ジャスト一分。零が怖ず怖ずと廊下に顔を出してきた。既に紙カブトをか
ぶってしまっている。全く実のない剣呑な言い合いをしていた二人は、その
可愛らしくも見てはいけない禁忌の姿に同時に溜息をついて互いを苛める手を離した。


「あぁ、何でもないよ零」


「そうとも。排尿後、手を洗うか洗わないかで論議しておっただけである」


「……言うまでもなく洗った方が良いと思うが」


「だよな。ほらトチロー、やっぱり洗わなくちゃ駄目だって」


「俺か?!! ま、まぁそうであるな。
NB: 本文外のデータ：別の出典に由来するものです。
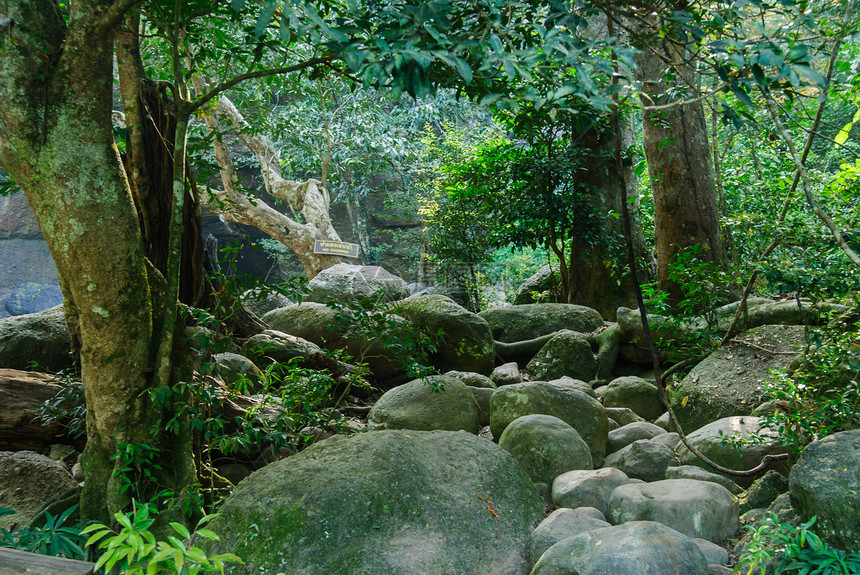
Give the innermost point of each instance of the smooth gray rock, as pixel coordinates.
(587, 488)
(561, 524)
(414, 405)
(635, 548)
(636, 394)
(826, 482)
(695, 508)
(624, 436)
(643, 460)
(545, 446)
(383, 502)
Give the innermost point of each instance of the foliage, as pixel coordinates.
(794, 550)
(53, 538)
(133, 549)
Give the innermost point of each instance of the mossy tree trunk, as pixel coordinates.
(57, 143)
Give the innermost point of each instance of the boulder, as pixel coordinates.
(466, 343)
(383, 502)
(826, 482)
(635, 548)
(736, 443)
(587, 488)
(635, 393)
(522, 322)
(695, 508)
(41, 338)
(568, 353)
(415, 405)
(545, 446)
(27, 481)
(577, 409)
(624, 436)
(347, 283)
(561, 524)
(728, 382)
(507, 374)
(643, 460)
(33, 297)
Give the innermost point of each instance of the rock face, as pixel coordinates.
(347, 283)
(695, 508)
(397, 502)
(635, 548)
(636, 394)
(466, 342)
(41, 337)
(568, 353)
(27, 481)
(577, 409)
(522, 322)
(414, 405)
(826, 482)
(728, 381)
(545, 446)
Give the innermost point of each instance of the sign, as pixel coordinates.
(336, 248)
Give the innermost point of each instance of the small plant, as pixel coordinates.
(53, 538)
(793, 550)
(133, 549)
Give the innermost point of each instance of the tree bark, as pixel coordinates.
(55, 105)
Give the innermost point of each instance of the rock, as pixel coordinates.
(624, 436)
(750, 432)
(414, 405)
(582, 412)
(277, 346)
(522, 322)
(237, 369)
(383, 502)
(472, 379)
(643, 460)
(635, 548)
(37, 337)
(764, 491)
(347, 283)
(568, 353)
(544, 282)
(32, 297)
(27, 481)
(545, 446)
(695, 508)
(728, 381)
(561, 524)
(587, 488)
(634, 393)
(826, 482)
(506, 374)
(622, 415)
(466, 341)
(699, 474)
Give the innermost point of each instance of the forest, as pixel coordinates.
(674, 167)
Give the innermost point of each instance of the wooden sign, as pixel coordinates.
(336, 248)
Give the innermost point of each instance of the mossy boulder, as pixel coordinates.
(466, 342)
(728, 382)
(399, 502)
(826, 482)
(522, 322)
(415, 405)
(574, 407)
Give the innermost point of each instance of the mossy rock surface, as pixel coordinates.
(392, 502)
(522, 322)
(729, 381)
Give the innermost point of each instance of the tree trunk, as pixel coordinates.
(55, 106)
(680, 165)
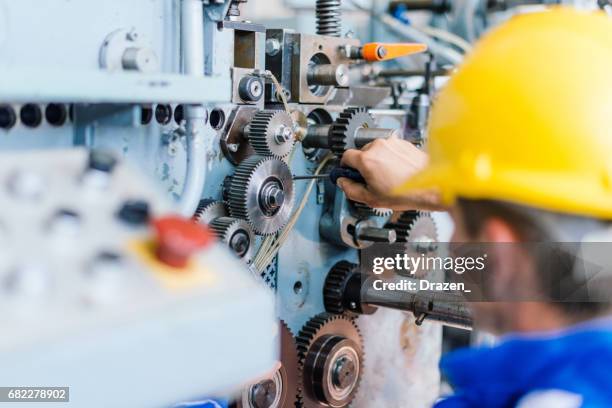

不衛生であるしな。あぁ、二人共俺が戻
 るのを待たぬで良いど。気兼ねせず、楽しく始めておいてくれ」


ばたん。手を洗うという名目の元、体よく個室に逃れた比翼の友。無情に
も内側から鍵を閉めた音までした。まさか研究室まで逃げ込んだんじゃないよな。
ハーロックは後を追って一緒に逃げ出したい気分を押さえ込みつつ、不安げ
な零に向き直った。


「トチロー、洗ってくるってさ。アイツ結構完璧主義的なところあるからさ、
 暫く帰ってこないかも」


あぁ、薄情な友の仕打ちに反して、何と慈悲深い俺なのか。多分、誰も褒め
てくれないのでハーロックは自分に対して万来の拍手を送っておく。


「そうなのか? では、二人で始めておこうか。せっかくお菓子も作ったし、
 鮮度が落ちると和菓子は美味しくなくなるらしいから」


「あ、あぁそうだな。生菓子だしな」


「では早速」


零がほんのりと頬を染めながら紙カブトを差し出してくる。ハーロックは全
ての人々の罪を贖うため、茨の冠をかぶり、十字架を背負ったという殉教者
の気分で、恭しく彼の手元に頭を差し出した。